Pourquoi chantez-vous faux ? La musique diminue-t-elle le stress ? Quels effets a-t-elle sur la mémoire ? Depuis les années 1990, des chercheurs montréalais travaillent sans relâche pour expliquer le lien entre le cerveau et la musique. Si bien qu’aujourd’hui, Montréal est considéré comme la capitale mondiale de l’étude du cerveau musical.

Alice Girard-Bossé
Alice Girard-Bossé La Presse

« L’étude du cerveau et de la musique a évolué de manière exponentielle au cours des dernières années. On découvre que beaucoup de parties du cerveau interviennent au moment où on écoute la musique, on apprécie de la musique ou on fait de la musique », lance d’emblée Simone Dalla Bella, professeur au département de psychologie de l’Université de Montréal et codirecteur du Laboratoire international de recherche sur le cerveau, la musique et le son (BRAMS).
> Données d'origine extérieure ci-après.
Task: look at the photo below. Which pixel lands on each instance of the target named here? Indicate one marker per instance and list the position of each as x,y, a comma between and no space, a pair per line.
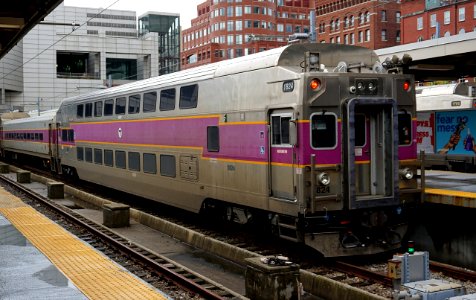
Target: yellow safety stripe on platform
91,272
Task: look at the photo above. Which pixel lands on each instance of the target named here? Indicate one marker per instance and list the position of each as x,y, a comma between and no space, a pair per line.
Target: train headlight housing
324,178
406,173
315,84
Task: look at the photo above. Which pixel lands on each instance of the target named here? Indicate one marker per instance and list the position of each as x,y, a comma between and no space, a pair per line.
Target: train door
282,155
53,145
370,149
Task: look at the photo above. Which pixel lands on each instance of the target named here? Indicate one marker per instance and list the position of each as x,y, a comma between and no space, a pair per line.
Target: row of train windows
119,106
29,136
128,160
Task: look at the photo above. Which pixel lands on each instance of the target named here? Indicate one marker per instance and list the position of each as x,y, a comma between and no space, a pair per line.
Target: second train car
317,140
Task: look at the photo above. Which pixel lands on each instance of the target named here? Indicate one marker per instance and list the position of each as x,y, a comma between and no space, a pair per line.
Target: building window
447,17
433,20
134,104
213,139
419,23
188,96
461,14
121,106
120,159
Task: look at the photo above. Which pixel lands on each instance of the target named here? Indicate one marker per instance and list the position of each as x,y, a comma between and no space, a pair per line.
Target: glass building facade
168,28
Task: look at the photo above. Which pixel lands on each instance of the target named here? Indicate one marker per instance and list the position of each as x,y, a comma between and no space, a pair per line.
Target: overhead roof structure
17,17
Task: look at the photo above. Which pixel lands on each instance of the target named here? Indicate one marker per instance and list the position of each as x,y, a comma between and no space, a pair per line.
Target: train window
404,128
121,106
88,112
134,161
80,153
213,139
167,99
149,102
188,96
167,165
150,163
88,154
98,109
108,107
108,158
80,110
280,129
120,159
98,156
134,104
323,130
360,131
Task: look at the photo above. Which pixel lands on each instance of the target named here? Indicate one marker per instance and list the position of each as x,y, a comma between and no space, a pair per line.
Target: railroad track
99,236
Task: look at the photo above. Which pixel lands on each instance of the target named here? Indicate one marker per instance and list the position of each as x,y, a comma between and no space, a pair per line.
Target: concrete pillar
116,215
264,280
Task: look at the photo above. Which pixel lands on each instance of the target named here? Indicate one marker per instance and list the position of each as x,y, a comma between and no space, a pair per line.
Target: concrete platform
451,188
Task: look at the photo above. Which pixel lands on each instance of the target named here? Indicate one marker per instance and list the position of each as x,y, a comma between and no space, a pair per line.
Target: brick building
226,29
373,24
429,19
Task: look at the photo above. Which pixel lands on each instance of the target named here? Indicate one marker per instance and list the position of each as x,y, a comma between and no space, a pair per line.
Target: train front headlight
324,178
406,173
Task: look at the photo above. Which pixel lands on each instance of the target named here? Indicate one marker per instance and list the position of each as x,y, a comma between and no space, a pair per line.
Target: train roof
464,89
290,57
46,117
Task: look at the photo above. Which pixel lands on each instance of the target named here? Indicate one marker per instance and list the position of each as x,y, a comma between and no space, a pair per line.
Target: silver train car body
446,124
317,140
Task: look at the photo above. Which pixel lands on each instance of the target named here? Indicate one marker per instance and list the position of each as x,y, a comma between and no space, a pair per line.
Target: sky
186,8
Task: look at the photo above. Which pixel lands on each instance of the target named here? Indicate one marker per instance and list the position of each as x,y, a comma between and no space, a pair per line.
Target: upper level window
121,106
188,96
323,130
134,104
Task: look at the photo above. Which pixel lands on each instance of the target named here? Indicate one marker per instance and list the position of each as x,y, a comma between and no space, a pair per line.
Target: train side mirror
293,132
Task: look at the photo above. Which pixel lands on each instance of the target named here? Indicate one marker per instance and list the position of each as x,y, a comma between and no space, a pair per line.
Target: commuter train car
316,140
446,123
30,137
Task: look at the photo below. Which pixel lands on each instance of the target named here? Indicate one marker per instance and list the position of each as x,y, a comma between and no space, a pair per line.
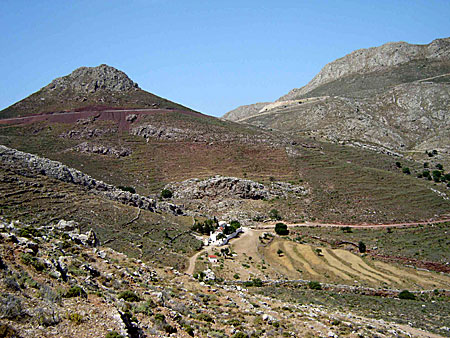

PHOTO EDOUARD PLANTE-FRÉCHETTE, ARCHIVES LA PRESSE

En 2016, notre journaliste Philippe Mercure a pris part à une étude sur l’influence de la musique sur le stress au BRAMS.

Réguler ses émotions

Dès la naissance, la musique permet à l’enfant de réguler ses émotions. « Les berceuses et les comptines permettent de soulager la douleur et le stress du bébé quand il a faim, quand il fait ses dents ou quand il a des coliques », illustre Mathieu Roy, professeur au département de psychologie de l’Université McGill et titulaire de la Chaire de recherche du Canada sur l’imagerie cérébrale de la douleur.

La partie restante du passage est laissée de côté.